No le hago daño; no le hago nada.

Apenas puedo, cuando un cliente me deja un momento libre, me alzo con cautela, lentamente, de mi silla. No quiero que nadie note que mi temida y envidiada sabiduría, mis cualidades formidables como profesor de derecho y como abogado, mi austera dignidad de marido y de padre, han abandonado por un momento mi solemne asiento. Luego, en puntas de pie, me asomo a espiar que nadie venga por el pasillo. Pongo llave a la puerta, por un momento tan sólo. Mis ojos brillan de la alegría, mis manos bailan por el exceso que estoy a punto de concederme: enloquecer, por un instante, salir un momento de la prisión de esta forma muerta; destruir, aniquilar, burlonamente, esta sabiduría, esta dignidad aplastante que me sofoca.

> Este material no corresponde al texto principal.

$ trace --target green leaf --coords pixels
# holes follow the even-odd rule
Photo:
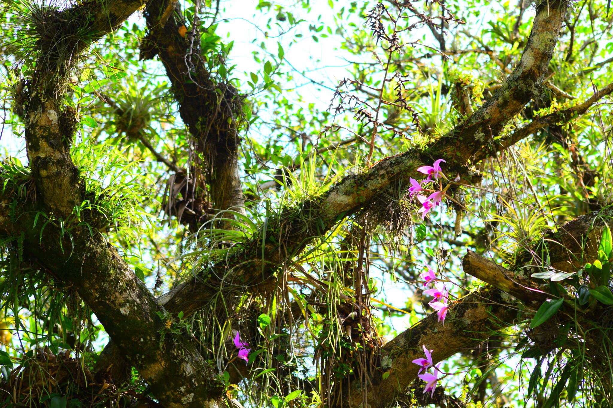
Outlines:
[[[260,327],[264,328],[270,324],[270,316],[265,313],[262,313],[257,316],[257,324],[260,325]]]
[[[81,123],[89,127],[98,127],[98,124],[91,116],[83,116],[81,118]]]
[[[0,365],[13,366],[13,360],[9,353],[2,350],[0,350]]]
[[[607,259],[611,257],[613,253],[613,239],[611,239],[611,230],[607,226],[603,230],[603,236],[600,237],[600,245],[598,245],[598,251],[602,251],[606,255]]]
[[[66,408],[66,396],[54,396],[49,404],[50,408]]]
[[[140,279],[143,282],[145,281],[145,273],[143,272],[143,270],[141,269],[139,267],[134,268],[134,275],[135,275],[136,277]]]
[[[570,272],[568,273],[566,272],[557,272],[554,274],[554,276],[552,276],[551,278],[549,278],[549,279],[554,282],[559,282],[560,281],[564,280],[565,279],[568,278],[569,276],[572,276],[574,274],[575,272]]]
[[[281,404],[281,399],[276,395],[273,395],[270,397],[270,403],[272,404],[272,406],[275,408],[279,408],[279,406]]]
[[[296,397],[300,395],[300,393],[302,392],[302,390],[296,390],[295,391],[292,391],[292,392],[287,394],[287,396],[285,397],[285,401],[286,402],[291,401],[291,400],[295,399]]]
[[[97,91],[100,88],[102,87],[109,82],[110,82],[110,80],[99,80],[97,81],[92,81],[87,85],[83,87],[83,91],[86,94],[93,92],[94,91]]]
[[[268,373],[272,373],[273,371],[275,371],[276,370],[276,368],[267,368],[267,369],[266,369],[265,370],[262,370],[261,371],[260,371],[259,373],[257,373],[257,376],[256,376],[255,377],[253,377],[253,379],[256,379],[258,377],[261,377],[262,376],[264,375],[265,374],[267,374]]]
[[[560,308],[563,303],[564,303],[564,299],[556,299],[555,300],[547,299],[544,302],[541,307],[536,311],[536,313],[532,319],[532,322],[530,323],[530,328],[539,326],[549,320],[549,318],[558,311],[558,309]]]
[[[596,300],[605,305],[613,305],[613,293],[606,286],[598,286],[590,289],[590,294]]]
[[[577,301],[580,305],[583,306],[589,300],[590,291],[588,290],[587,286],[586,285],[581,285],[579,287],[579,291],[577,291]]]
[[[535,272],[530,276],[538,279],[550,279],[554,275],[555,272],[553,270],[546,270],[544,272]]]
[[[128,73],[126,72],[115,72],[107,76],[107,79],[112,82],[118,82],[122,78],[125,78],[127,76]]]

Corro hacia ella, hacia la perrita que duerme sobre la alfombra. Despacio, con gracia, le agarro sus patitas traseras y le hago hacer la carretilla: la hago caminar ocho o diez pasos, no más, con las patitas delanteras, sosteniéndole las traseras. Eso es todo. Voy corriendo a abrir la puerta, con suavidad, evitando cualquier crujido, y vuelvo a sentarme en mi silla, listo para recibir al próximo cliente, con la austera dignidad de antes, cargado como un cañón con mi sabiduría formidable.

Pero, desde hace quince días, por la forma en que me mira con esos ojos empañados, desorbitados por el miedo, la bestia parece exhausta. Querría hacerle entender –repito- que no es nada, que se quede tranquila, que no me mire de ese modo.

Comprende, la bestia, lo terrible del acto que llevo a cabo.

No sería nada si, como chiste, se lo hiciese uno mis hijos. Pero sabe que yo no puedo hacer chistes. No puede asumir que yo haga chistes, aunque duren un momento. Y no deja de mirarme, aterrada.